Object Adapter vs Class Adapter:

  • Object Adapter: Holds an instance of the Adaptee as a dependency. Preferred — more flexible.
  • Class Adapter: Extends the Adaptee AND implements the Target. Can't adapt multiple classes; requires inheritance. PHP supports this but it's less clean.

Real-world examples:

  • Adapting a third-party payment gateway to your PaymentGatewayInterface.
  • Adapting PSR-3 Logger to a legacy logger.
  • Adapting an external API client to your internal interface.
  • Laravel: Cache::store('redis') adapts the Redis client to the Cache\Repository contract.

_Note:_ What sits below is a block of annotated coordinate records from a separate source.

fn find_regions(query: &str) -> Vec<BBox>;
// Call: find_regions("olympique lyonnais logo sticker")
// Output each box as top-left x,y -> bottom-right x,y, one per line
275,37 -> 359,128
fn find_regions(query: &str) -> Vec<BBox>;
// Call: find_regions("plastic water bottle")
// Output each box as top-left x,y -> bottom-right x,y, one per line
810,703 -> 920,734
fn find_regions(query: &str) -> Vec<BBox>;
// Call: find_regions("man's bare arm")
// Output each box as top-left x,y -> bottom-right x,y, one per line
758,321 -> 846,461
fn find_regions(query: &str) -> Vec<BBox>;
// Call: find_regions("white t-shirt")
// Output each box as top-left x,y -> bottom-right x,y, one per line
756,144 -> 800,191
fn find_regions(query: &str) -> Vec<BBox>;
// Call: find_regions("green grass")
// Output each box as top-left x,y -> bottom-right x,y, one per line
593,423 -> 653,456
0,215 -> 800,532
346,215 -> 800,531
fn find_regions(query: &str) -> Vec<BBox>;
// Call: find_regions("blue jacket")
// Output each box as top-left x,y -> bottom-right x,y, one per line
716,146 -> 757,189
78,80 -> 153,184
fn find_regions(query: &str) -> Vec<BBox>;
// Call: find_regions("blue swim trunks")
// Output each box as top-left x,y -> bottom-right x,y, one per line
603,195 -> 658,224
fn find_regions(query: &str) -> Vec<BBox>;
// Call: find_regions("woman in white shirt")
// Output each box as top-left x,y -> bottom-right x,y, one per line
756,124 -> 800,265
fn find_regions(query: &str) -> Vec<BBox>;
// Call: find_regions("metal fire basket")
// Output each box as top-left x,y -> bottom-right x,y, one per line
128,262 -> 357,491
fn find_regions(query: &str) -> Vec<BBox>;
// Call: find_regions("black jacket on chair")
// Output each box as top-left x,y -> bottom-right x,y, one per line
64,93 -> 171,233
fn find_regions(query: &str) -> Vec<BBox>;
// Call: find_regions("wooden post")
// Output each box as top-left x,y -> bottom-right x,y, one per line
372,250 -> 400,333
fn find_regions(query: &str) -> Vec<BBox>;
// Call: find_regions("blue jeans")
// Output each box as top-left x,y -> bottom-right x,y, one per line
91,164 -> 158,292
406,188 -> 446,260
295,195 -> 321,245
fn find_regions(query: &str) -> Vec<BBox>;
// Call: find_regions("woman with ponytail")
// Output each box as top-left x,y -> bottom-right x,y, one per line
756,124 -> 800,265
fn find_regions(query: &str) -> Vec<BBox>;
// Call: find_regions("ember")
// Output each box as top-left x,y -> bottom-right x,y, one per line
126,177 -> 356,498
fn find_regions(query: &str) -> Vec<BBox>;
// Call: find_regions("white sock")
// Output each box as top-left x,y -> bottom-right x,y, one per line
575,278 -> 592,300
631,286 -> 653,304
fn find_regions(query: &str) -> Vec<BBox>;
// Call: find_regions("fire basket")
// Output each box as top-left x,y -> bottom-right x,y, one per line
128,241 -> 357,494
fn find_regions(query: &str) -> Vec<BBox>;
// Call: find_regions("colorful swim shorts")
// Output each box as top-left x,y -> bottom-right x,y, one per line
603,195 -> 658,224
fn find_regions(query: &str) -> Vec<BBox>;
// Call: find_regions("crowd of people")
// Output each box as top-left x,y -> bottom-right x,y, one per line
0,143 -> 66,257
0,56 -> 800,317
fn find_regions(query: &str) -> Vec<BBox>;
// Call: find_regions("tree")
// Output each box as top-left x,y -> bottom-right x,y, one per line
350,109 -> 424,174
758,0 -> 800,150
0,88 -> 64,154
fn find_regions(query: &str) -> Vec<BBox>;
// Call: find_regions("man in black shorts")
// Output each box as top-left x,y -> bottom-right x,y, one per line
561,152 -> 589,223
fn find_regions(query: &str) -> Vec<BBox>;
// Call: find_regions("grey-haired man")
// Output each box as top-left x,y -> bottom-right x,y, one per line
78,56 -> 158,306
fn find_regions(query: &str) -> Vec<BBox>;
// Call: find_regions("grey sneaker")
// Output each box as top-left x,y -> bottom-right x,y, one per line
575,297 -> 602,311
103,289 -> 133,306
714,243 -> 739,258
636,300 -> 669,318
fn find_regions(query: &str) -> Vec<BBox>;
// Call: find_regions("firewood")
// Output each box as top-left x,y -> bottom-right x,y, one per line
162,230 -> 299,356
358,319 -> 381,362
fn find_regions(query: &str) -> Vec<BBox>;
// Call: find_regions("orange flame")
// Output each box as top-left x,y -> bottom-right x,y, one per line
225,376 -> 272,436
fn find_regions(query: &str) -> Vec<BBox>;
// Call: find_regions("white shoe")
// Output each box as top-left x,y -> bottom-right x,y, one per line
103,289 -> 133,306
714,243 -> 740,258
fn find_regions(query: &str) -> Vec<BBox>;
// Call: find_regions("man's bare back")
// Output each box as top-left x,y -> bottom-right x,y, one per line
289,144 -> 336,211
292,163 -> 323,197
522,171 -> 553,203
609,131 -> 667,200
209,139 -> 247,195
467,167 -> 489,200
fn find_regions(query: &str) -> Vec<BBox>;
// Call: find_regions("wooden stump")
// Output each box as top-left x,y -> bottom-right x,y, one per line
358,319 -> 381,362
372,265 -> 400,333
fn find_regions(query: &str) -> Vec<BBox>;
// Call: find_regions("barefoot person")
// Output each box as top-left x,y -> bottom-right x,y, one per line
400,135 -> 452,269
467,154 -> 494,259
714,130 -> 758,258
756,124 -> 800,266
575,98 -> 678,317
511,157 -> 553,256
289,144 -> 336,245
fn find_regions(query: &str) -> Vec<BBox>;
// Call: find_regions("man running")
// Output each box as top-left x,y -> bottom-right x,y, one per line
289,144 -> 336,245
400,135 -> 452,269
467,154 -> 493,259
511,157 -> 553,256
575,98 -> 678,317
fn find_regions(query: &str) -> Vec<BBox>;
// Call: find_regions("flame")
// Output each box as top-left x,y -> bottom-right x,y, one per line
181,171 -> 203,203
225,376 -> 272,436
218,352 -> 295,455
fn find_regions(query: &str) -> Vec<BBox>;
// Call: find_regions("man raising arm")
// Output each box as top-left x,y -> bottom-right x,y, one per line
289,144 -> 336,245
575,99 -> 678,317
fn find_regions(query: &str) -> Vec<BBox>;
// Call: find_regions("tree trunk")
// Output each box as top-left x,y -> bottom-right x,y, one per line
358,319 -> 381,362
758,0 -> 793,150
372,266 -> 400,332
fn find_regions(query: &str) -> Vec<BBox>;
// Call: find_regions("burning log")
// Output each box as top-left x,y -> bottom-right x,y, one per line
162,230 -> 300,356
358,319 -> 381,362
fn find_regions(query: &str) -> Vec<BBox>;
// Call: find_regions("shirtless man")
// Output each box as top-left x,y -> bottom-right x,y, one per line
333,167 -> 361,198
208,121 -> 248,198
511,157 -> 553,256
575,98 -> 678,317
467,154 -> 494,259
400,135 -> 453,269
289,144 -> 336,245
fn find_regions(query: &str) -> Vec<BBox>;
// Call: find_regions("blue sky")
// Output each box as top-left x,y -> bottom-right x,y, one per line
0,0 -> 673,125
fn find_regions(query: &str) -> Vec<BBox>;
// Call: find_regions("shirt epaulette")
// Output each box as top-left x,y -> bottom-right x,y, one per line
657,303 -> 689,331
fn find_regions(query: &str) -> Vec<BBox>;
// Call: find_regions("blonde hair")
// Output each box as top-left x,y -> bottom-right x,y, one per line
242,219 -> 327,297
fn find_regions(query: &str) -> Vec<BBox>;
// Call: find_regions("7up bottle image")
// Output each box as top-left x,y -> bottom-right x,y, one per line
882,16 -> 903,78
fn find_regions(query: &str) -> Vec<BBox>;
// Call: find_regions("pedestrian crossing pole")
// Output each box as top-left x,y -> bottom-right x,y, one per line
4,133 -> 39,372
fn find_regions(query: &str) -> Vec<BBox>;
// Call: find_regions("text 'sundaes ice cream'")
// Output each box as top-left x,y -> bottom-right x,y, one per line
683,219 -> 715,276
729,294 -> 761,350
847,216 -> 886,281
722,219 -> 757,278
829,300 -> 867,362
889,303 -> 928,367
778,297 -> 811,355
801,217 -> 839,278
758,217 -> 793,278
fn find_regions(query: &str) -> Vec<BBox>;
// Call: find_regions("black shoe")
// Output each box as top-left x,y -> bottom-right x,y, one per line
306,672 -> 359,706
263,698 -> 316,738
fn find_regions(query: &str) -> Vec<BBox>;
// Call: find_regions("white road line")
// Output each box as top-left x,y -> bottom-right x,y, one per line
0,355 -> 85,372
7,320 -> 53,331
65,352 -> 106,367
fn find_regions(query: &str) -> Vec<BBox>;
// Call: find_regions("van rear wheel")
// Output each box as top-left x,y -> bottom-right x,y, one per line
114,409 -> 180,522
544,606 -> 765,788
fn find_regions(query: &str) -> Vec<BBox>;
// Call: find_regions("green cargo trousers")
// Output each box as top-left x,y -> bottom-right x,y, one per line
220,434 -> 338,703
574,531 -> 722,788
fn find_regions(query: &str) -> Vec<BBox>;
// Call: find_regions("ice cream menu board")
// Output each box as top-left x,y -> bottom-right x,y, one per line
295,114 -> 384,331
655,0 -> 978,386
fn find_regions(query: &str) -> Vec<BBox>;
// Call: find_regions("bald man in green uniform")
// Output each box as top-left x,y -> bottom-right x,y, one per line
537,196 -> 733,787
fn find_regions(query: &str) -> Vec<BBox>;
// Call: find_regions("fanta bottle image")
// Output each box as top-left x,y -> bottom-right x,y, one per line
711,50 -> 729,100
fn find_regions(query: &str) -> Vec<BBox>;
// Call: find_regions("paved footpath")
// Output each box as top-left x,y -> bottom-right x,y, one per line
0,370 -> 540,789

Adapter vs Facade: Adapter translates one interface to another existing interface. Facade creates a simpler interface to a complex subsystem (not translating — simplifying).

Code Example

php
<?php
// Target interface — what your code depends on
interface MailerInterface
{
    public function send(Message $message): void;
}

class Message
{
    public function __construct(
        public readonly string $to,
        public readonly string $from,
        public readonly string $subject,
        public readonly string $body,
        public readonly bool   $isHtml = true,
    ) {}
}

// Adaptee — existing third-party class you can't modify
class SendGridClient
{
    public function transmit(array $payload): bool
    {
        // Calls SendGrid API with a specific payload structure
        return true;
    }
}

class PostmarkClient
{
    public function deliver(string $recipient, string $sender, string $subj, string $html): void
    {
        // Calls Postmark API
    }
}

// Adapters — translate MailerInterface to each client's interface
class SendGridAdapter implements MailerInterface
{
    public function __construct(private readonly SendGridClient $client) {}

    public function send(Message $message): void
    {
        $this->client->transmit([
            'to'       => [['email' => $message->to]],
            'from'     => ['email' => $message->from],
            'subject'  => $message->subject,
            'content'  => [['type' => 'text/html', 'value' => $message->body]],
        ]);
    }
}

class PostmarkAdapter implements MailerInterface
{
    public function __construct(private readonly PostmarkClient $client) {}

    public function send(Message $message): void
    {
        $this->client->deliver(
            recipient: $message->to,
            sender:    $message->from,
            subj:      $message->subject,
            html:      $message->body
        );
    }
}

// Service uses only MailerInterface — doesn't know about SendGrid or Postmark
class WelcomeEmailService
{
    public function __construct(private readonly MailerInterface $mailer) {}

    public function sendWelcome(string $userEmail): void
    {
        $this->mailer->send(new Message(
            to:      $userEmail,
            from:    'noreply@example.com',
            subject: 'Welcome!',
            body:    '<h1>Welcome aboard!</h1>',
        ));
    }
}

// Container binding — swap providers without touching service code
// $container->bind(MailerInterface::class, fn() => new SendGridAdapter(new SendGridClient()));
// vs:
// $container->bind(MailerInterface::class, fn() => new PostmarkAdapter(new PostmarkClient()));

## Interview Q&A

**Q: What's the difference between Adapter and Decorator?**

A: Adapter changes an interface — it makes an incompatible interface compatible with what the caller expects. Decorator preserves the same interface but adds behaviour (wraps and extends). With Adapter, caller sees a different interface than the adaptee has. With Decorator, caller sees the same interface as the decorated object.